Invista no Jornal Merkato! – Pix: 47.964.551/0001-39.


Por Sueli Valiato – professora de Língua Portuguesa e Literatura.

Caríssimo leitor, iniciarei o presente artigo abrindo um parêntese com elementos pessoais, para evidenciar a minha pertença neste território, o campo, minha constante defesa pela expansão e aprimoramento da Pedagogia da Alternância (PA) e militância na   Educação do Campo, que é uma modalidade de ensino na educação brasileira.  Sou uma camponesa e o campo de minha infância e adolescência ainda era um espaço em que imperava a negligência dos direitos básicos. Nessa época, estudar não era direito, era privilégio de poucos camponeses.

Iniciei minha vida estudantil aos 7 anos, numa escola na comunidade rural, Barra Seca – Valiatti, onde morava. Encerrei o ensino fundamental I, aos 10 anos, e só retornei à escola, já aos 14 anos, quando meus pais me matricularam na Escola Família Agrícola de Nestor Gomes – São Mateus- ES, para cursar o fundamental II.  Momento esse, de alegria inenarrável, pois desde muito cedo, via na educação um potencial de autonomia e libertação para mim, mulher camponesa e para os povos do nosso território.

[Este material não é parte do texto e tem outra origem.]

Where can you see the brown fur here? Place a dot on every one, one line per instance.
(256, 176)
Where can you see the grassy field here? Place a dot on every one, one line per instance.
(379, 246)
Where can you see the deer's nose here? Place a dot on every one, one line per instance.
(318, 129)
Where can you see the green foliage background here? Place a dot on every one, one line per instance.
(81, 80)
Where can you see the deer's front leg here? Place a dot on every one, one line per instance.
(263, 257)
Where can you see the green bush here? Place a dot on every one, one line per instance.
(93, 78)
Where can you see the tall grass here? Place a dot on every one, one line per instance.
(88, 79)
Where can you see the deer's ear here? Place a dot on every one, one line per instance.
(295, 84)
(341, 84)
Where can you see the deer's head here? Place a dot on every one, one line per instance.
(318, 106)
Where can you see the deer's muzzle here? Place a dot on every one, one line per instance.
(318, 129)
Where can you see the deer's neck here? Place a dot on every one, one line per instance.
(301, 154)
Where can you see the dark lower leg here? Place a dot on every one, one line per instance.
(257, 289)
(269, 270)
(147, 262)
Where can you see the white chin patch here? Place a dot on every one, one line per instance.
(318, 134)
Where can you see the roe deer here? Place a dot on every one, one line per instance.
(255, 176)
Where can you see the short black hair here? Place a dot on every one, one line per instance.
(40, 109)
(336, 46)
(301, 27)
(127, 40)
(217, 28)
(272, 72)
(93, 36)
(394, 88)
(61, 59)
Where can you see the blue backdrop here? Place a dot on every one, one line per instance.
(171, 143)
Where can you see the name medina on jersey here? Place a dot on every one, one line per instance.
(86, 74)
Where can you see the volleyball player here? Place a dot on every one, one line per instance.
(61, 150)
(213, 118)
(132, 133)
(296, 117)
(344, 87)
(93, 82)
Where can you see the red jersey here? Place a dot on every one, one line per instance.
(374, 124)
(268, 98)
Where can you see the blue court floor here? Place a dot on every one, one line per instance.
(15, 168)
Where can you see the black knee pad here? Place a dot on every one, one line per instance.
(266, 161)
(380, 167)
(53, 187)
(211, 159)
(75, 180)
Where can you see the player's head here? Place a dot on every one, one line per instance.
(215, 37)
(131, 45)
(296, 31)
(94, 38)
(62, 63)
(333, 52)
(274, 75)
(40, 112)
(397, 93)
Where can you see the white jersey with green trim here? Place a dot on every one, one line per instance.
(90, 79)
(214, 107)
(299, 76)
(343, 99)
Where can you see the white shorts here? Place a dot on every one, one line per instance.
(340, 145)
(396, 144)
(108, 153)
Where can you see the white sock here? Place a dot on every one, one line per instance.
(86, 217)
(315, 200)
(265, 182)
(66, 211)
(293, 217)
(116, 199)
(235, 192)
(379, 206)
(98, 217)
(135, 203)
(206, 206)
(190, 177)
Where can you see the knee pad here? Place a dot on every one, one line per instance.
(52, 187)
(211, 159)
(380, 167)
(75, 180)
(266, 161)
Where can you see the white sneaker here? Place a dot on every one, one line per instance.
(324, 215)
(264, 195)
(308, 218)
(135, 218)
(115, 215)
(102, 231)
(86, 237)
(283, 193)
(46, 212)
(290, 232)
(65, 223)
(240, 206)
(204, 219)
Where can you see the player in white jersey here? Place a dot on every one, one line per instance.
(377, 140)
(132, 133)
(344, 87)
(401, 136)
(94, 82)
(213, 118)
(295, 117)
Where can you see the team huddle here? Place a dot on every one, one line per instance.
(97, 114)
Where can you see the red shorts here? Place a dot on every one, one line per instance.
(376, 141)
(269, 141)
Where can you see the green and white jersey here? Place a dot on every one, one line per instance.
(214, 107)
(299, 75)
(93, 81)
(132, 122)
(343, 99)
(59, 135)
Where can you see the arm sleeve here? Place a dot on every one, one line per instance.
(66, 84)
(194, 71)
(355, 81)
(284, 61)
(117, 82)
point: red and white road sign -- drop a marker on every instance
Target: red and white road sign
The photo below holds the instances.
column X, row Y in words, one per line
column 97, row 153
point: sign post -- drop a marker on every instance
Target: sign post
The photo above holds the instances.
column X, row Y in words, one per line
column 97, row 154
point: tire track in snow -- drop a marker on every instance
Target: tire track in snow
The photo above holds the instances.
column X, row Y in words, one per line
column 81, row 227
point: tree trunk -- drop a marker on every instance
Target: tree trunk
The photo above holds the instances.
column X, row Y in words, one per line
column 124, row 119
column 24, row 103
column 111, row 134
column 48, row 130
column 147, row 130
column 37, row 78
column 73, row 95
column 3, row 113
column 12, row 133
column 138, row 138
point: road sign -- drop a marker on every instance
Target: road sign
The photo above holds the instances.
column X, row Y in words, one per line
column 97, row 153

Enfrentei muitos desafios para estudar. Nem os 31 quilômetros que percorria de bicicleta, acompanhada de um primo, e uma amiga, para chegarmos a essa escola, me desmotivava. Durante o percurso, somavam-se a nós mais cinco colegas. Como a escola tinha internato, ficávamos lá uma semana e depois duas semanas em casa, com um plano de estudo para desenvolver. Essa escola não era pública.

Ao terminar o curso Técnico em Magistério, com o apoio de lideranças da minha comunidade natal, em 1994, criamos uma escola noturna para a escolarização dos jovens e adultos dessa localidade, sendo os estudantes meus amigos de infância, marcando o início de meu trabalho como educadora.

Em 1995, ingressei no curso de Letras Português na CEUNES/UFES e depois fiz pós-graduação na FANORTE, num curso intitulado: A formação do Educador do Campo. Acompanhei, juntamente com os meus pais, o movimento de criação das Escolas Comunitárias Rurais Municipais (ECORMs) de Jaguaré-ES e nesse mesmo ano comecei minha atividade como educadora na Pedagogia da Alternância, na ECORM de São João Bosco.

Desde então, é nas ECORMs de Jaguaré-ES, que exerço meu trabalho como educadora, desempenhando diferentes funções: professora de arte, geografia, língua portuguesa, coordenadora-diretora, coordenadora das ECORMs na Secretaria de Educação, diretora, coordenação pedagógica de EMEIEF/ECORM e mãe de estudante. Sempre estudando, participando de ações, formações, capacitações ligadas às praticas pedagógicas e à Educação do Campo, principalmente pela Regional das Associações dos Centros de Formação Familiar em Alternância do Espírito Santo – RACEFFAES, organização que participei do processo de fundação e atuo na coordenação.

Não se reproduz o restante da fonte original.